JAM JOURNAL

To quote Nancy Sinatra: ‘There’s no place like home’

Shared music taste with my family has kept me sane through college.

By ALEXA AVILA MONTAÑO
(Amelia Neilson-Slabach / Daily Trojan)

Since we were kids, my younger brother has always liked to ask me hypothetical questions. Over fall recess, he asked, “If you could be born at any point in history, when would you choose?”

As someone who greatly enjoys the luxuries that living in 2023 affords, I’d never say that I was born in the wrong generation. I explained to my brother that, despite the present being such a massive shitshow, I can’t overstate my gratefulness to have opportunities that wouldn’t have been possible 30 years ago.

Even still, I remain curious about the time period of my parents’ and grandparents’ upbringing. But since I won’t be able to go back to experience it for myself without, you know, forever altering my reality, absorbing their life experiences through music will be as close as I can get.

With this, a lot of my fondest memories are accompanied by the music I was introduced to at the time. By no means do I think my attachment to older music is unique, but it’s been a crutch in transitioning into adulthood.

As a kid, summers in the desert were rough. By September, the heat had already melted the bottoms of my shoes from playing outside. But the one summer advantage? My dad bought us season passes to Knott’s Soak City in Palm Springs every year and we’d go at least a couple times a week in the summer. I remember happily floating down the lazy river with the park speakers playing “Surfer Girl” by The Beach Boys and lugging the inner tubes up hills with my siblings as “Good Times” by Chic played in the background — both of which have wound up on my “2010 knotts soak city” playlist.

Even outside of the water park, older American music dominated my upbringing despite both of my parents being from Mexico. I’d “help” my dad wash his cars while his speakers played favorites like “Sweet Child O’ Mine” by Guns N’ Roses, “Georgy Porgy” by Toto and “Come and Get Your Love” by Redbone.

I’d dig through old cassettes and vinyls, uncovering what would become some of my most treasured picks such as “Set Adrift on Memory Bliss” by P.M. Dawn, “Simon and Garfunkel’s Greatest Hits” vinyl and Nat King Cole’s “Love Is The Thing” vinyl.

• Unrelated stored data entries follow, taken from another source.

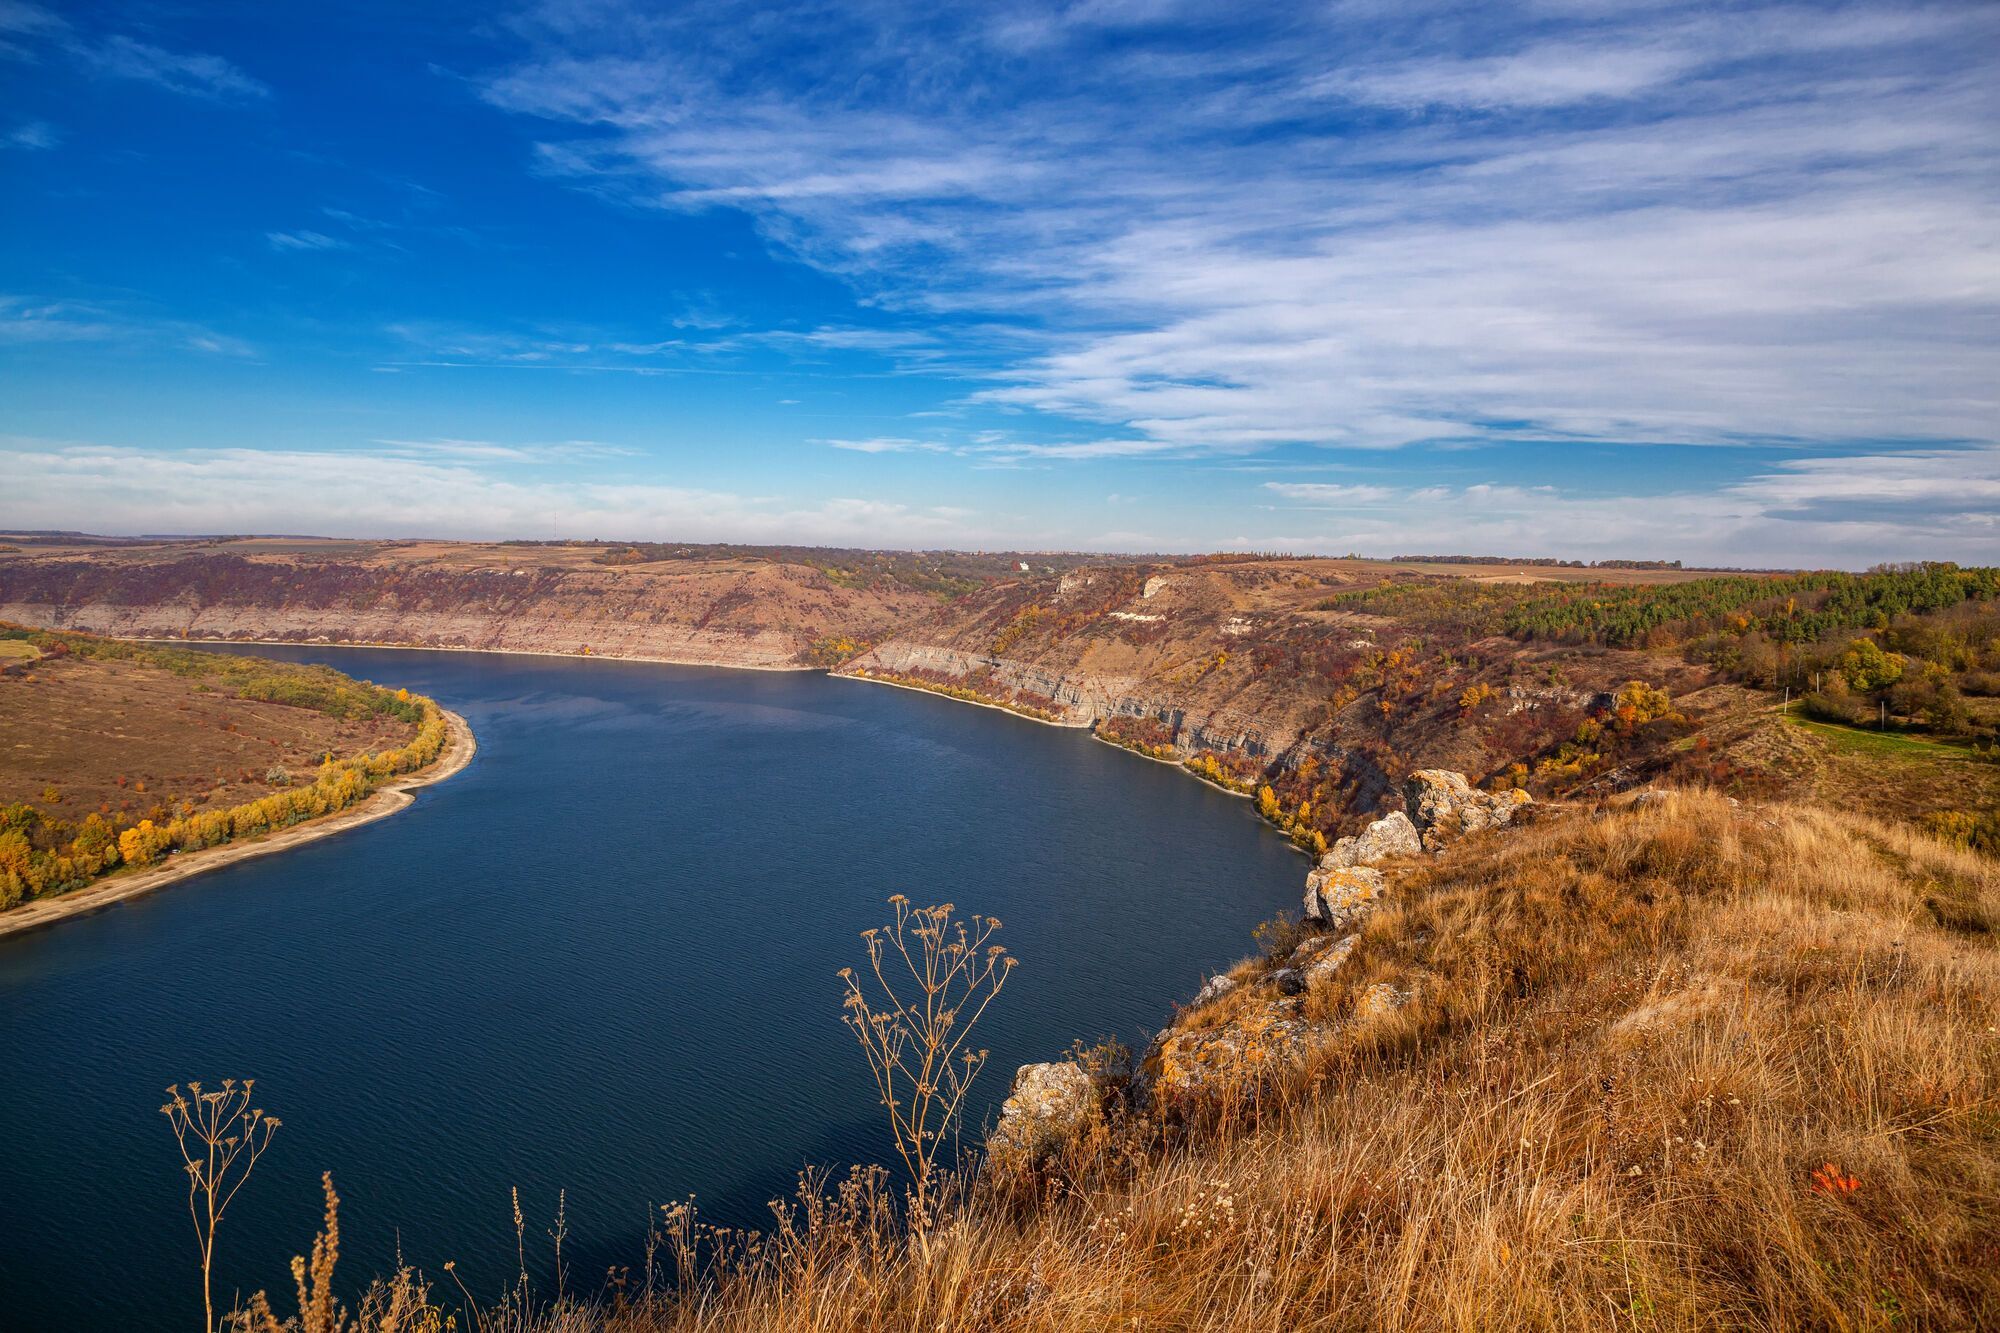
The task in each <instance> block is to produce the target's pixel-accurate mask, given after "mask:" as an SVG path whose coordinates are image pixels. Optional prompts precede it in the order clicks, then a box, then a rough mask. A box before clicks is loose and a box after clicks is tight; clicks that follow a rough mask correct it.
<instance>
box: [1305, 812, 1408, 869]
mask: <svg viewBox="0 0 2000 1333" xmlns="http://www.w3.org/2000/svg"><path fill="white" fill-rule="evenodd" d="M1420 851H1424V841H1422V839H1420V837H1418V835H1416V825H1412V823H1410V817H1408V815H1404V813H1402V811H1396V813H1394V815H1384V817H1382V819H1378V821H1374V823H1372V825H1368V827H1366V829H1362V831H1360V833H1356V835H1352V837H1344V839H1340V841H1338V843H1334V845H1332V847H1330V849H1328V851H1326V855H1324V857H1320V869H1322V871H1330V869H1338V867H1348V865H1374V863H1376V861H1386V859H1390V857H1414V855H1416V853H1420Z"/></svg>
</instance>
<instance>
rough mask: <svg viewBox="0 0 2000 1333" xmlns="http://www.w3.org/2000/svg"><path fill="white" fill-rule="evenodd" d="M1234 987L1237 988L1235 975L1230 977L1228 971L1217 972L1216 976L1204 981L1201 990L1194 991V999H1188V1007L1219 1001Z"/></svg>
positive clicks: (1195, 1006) (1211, 977) (1193, 1007)
mask: <svg viewBox="0 0 2000 1333" xmlns="http://www.w3.org/2000/svg"><path fill="white" fill-rule="evenodd" d="M1234 989H1236V979H1234V977H1230V975H1228V973H1216V975H1214V977H1210V979H1208V981H1204V983H1202V989H1200V991H1196V993H1194V999H1192V1001H1188V1009H1198V1007H1202V1005H1206V1003H1208V1001H1218V999H1222V997H1224V995H1228V993H1230V991H1234Z"/></svg>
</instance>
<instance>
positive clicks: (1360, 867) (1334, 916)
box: [1306, 865, 1388, 931]
mask: <svg viewBox="0 0 2000 1333" xmlns="http://www.w3.org/2000/svg"><path fill="white" fill-rule="evenodd" d="M1386 887H1388V881H1384V879H1382V871H1372V869H1368V867H1364V865H1350V867H1336V869H1330V871H1314V873H1312V875H1308V877H1306V917H1308V919H1312V921H1320V923H1324V925H1326V927H1330V929H1334V931H1346V929H1352V927H1354V925H1356V923H1360V919H1362V917H1366V915H1368V913H1372V911H1374V909H1376V905H1378V901H1380V899H1382V893H1384V889H1386Z"/></svg>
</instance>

Not to mention, my dad is a stan of the Palm Springs transplant, Frank Sinatra, so I grew to cherish the music of my favorite nepo baby, Nancy Sinatra, just as much as Frank’s — I especially love “As Time Goes By,” “The Shadow of Your Smile” and “Time.” I’m not at all patriotic, but something about that genre of summer music is so quintessentially American in a way that I find to be light-hearted and reminiscent of my childhood.

For better or for worse, I’ve learned that most things in early adulthood could change in an instant. Aspects of my life that I thought were cemented are apparently subject to change and, truthfully, this was hard for me to accept. I had to learn to cope with the end of my adolescence, modify relationships with my family to account for distance and take stock of the person I wanted to become. Despite being physically removed from my family, I knew that I could meet them halfway and feel closer to them through music.

Knowing that my grandma was a big fan of Javier Solís, I surprised her with my bolero playlist as we relaxed on the balcony of our ranch in Mexico two summers ago. She was truly pleasantly surprised by my interest in a stereotypically “señora” type of music — but I genuinely developed a love for the tender genre thanks to songs like “Noche No Te Vayas” by Los Tres Caballeros, “Virgen de Mi Soledad” by Jorge Valente and “Estoy Perdido” by Los Tres Ases. Even now, I listen to the playlist when I just need a moment of peace or if I’m missing my grandma a little extra that day.

Similarly, my mom and I bonded over my “spanish bops” playlist — a collection of the songs I remember blaring through our house on Saturday cleaning days. She told me about how much she liked those songs when she was around my age, which made me feel closer to the 20-year-old version of her that I never got to meet. Songs like “Corazón de Poeta” by Jeanette, “Desvelado” by Bobby Pulido and “Por Qué Me Haces Llorar” by Juan Gabriel have become some of our favorites.

Even on the worst days when it feels like everything is going to shit, I often fall back on these hyper-specific playlists — playlists that help me get back in touch with myself, recall happy times and appreciate the richness of my relationships with family through music.

As my fave Nancy Sinatra once sang, “Wherever you may run / With your loved ones all around you / There’s no place like home.” So true, Nancy.

“Jam Journal” is a rotating column featuring a new Daily Trojan editor in each installment commenting on the music most important to them. “Jam Journal” runs every other Thursday. Alexa Avila Montaño is an opinion editor at the Daily Trojan.